Bright lights and hope
Seeing Christmas through the eyes of a child is the greatest of Christmas gifts. The annual Celebration of Light and Hope gives Merrimack College students, faculty and staff an opportunity to embrace that gift in an evening of fun.
“The Celebration of Light and Hope is an opportunity for faculty and staff to bring their children and grandchildren to join our students in a celebration of the Spirit of Christmas,” said Fr. Ray Dlugos, O.S.A., “as we light the campus with the bright lights of hope that this season is about.”
While enjoying the holiday sounds of the Concert Choir, students, employees and their families voted on their favorite “class Christmas tree” — four trees, each decorated by groups of freshmen, sophomores, juniors and seniors. Meanwhile, with bright eyes and wonder, little children awaited the magic moment when the combined “power of the children,” with the help of President Christopher E. Hopey, would light the Christmas tree just outside the Rogers Center for the Arts.
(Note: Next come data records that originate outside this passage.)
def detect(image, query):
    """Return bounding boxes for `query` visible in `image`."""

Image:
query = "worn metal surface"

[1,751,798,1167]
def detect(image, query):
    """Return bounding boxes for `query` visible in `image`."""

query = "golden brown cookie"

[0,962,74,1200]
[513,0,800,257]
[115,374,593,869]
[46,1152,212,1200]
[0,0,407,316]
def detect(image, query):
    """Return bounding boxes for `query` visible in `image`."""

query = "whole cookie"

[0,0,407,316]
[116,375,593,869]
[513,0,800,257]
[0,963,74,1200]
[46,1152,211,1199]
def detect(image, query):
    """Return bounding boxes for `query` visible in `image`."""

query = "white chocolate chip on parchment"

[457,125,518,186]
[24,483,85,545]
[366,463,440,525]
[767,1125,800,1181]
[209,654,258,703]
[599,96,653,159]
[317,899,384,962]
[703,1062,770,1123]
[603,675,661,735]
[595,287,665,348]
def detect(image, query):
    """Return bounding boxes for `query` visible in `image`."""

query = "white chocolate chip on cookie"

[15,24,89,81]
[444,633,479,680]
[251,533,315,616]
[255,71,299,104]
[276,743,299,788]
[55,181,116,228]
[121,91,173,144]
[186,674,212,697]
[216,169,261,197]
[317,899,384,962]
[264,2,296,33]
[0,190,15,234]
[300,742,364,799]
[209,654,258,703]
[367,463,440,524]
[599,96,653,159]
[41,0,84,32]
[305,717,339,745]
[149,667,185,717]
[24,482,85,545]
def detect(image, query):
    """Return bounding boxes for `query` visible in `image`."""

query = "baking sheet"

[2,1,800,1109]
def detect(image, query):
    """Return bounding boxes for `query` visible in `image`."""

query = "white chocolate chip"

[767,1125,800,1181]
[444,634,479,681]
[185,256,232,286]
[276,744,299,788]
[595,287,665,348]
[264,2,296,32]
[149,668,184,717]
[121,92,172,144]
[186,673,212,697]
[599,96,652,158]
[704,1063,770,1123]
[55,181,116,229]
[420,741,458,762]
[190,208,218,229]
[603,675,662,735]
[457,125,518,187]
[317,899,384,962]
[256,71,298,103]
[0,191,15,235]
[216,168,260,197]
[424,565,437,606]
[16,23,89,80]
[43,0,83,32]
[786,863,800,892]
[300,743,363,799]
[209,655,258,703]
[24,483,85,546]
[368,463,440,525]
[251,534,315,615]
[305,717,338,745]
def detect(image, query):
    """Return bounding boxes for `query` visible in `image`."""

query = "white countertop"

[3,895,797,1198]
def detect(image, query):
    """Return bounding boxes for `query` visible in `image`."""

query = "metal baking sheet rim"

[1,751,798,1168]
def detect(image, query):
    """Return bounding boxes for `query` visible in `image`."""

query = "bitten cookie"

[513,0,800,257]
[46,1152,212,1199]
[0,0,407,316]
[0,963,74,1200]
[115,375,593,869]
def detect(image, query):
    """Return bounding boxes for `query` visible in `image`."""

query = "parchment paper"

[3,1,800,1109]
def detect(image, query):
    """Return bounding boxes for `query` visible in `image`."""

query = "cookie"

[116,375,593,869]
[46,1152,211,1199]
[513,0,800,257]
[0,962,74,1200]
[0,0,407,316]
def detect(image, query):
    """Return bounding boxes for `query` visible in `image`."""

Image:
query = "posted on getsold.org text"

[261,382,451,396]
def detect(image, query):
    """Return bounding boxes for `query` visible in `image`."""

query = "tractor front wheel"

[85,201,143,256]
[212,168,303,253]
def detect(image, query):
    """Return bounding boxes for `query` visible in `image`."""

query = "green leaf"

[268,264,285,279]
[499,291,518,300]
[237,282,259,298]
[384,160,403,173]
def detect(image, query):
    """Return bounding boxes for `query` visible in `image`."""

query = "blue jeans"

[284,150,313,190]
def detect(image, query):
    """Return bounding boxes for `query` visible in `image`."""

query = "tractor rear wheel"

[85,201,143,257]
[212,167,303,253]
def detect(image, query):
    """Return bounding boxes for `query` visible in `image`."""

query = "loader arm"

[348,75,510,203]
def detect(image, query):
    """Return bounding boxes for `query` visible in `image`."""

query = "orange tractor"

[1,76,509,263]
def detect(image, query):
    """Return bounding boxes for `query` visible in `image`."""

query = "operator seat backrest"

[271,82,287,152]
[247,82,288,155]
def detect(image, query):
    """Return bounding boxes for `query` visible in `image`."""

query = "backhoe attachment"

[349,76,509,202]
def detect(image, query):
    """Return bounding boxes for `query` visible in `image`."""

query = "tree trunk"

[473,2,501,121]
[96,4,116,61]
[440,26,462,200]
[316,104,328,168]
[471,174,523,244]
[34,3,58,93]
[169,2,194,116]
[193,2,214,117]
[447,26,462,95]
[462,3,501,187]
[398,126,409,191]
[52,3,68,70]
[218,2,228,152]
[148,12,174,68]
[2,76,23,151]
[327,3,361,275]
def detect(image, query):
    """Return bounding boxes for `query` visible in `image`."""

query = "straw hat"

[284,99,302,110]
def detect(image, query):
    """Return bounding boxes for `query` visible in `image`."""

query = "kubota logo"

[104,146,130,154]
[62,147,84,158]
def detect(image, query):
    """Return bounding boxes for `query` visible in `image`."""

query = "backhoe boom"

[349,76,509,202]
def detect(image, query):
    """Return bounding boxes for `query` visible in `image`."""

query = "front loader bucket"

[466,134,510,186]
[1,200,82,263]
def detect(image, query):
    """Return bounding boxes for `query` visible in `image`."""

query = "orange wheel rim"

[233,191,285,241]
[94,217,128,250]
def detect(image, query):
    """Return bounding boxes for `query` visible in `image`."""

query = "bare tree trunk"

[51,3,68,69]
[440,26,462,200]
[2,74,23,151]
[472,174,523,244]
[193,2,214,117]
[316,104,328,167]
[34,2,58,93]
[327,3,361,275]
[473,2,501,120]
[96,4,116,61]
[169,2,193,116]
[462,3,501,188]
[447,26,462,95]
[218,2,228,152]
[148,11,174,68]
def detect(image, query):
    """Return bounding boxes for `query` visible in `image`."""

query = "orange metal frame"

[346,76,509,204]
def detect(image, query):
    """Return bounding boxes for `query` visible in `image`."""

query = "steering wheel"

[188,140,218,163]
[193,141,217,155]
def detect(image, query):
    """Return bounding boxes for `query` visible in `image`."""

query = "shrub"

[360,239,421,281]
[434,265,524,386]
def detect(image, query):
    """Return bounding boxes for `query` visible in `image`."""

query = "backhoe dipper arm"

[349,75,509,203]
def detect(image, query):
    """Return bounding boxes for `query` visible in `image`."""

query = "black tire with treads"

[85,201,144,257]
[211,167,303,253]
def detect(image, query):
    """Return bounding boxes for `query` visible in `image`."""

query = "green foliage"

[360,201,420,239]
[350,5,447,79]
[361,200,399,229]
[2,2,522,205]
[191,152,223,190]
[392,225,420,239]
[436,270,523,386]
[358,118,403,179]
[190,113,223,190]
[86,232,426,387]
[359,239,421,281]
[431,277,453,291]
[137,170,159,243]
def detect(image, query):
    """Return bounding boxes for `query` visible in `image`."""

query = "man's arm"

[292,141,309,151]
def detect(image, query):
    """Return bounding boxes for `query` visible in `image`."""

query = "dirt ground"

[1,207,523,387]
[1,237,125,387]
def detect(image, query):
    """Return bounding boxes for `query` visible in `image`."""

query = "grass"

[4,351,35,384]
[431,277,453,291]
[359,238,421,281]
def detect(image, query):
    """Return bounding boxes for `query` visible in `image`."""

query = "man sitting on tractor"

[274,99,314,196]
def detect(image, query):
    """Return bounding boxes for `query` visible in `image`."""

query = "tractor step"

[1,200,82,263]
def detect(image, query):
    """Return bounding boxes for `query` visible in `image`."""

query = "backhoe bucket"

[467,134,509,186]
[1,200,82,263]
Miraculously, the rest of the campus was lit as well.
After the tree lighting, the crowd made its way across the road to the Merrimack Athletics Complex where food, gingerbread cookie decorating, entertainment by the Jazz Ensemble, and an opportunity for photos with Santa greeted them. While some remained in the lobby visiting with co-workers, many headed for the ice for an evening of skating with the men’s and women’s hockey teams. From the littlest of fans to fellow students, all took to the ice under the caring eye of the players. Team photos were taken, line dances were happening, and on the faces of expert skaters to young beginners, smiles were everywhere to be seen.
Dana Rowland, associate professor of mathematics, enjoys this celebration with her children every year: “I love my family having a chance to hang out with my colleagues, enjoy good food and music, and also have a chance to skate with the hockey teams.”
Caroline, 5, said the best thing about Light and Hope is “skating and cookies.”
It’s also an opportunity to see Christmas through the tummy of a child.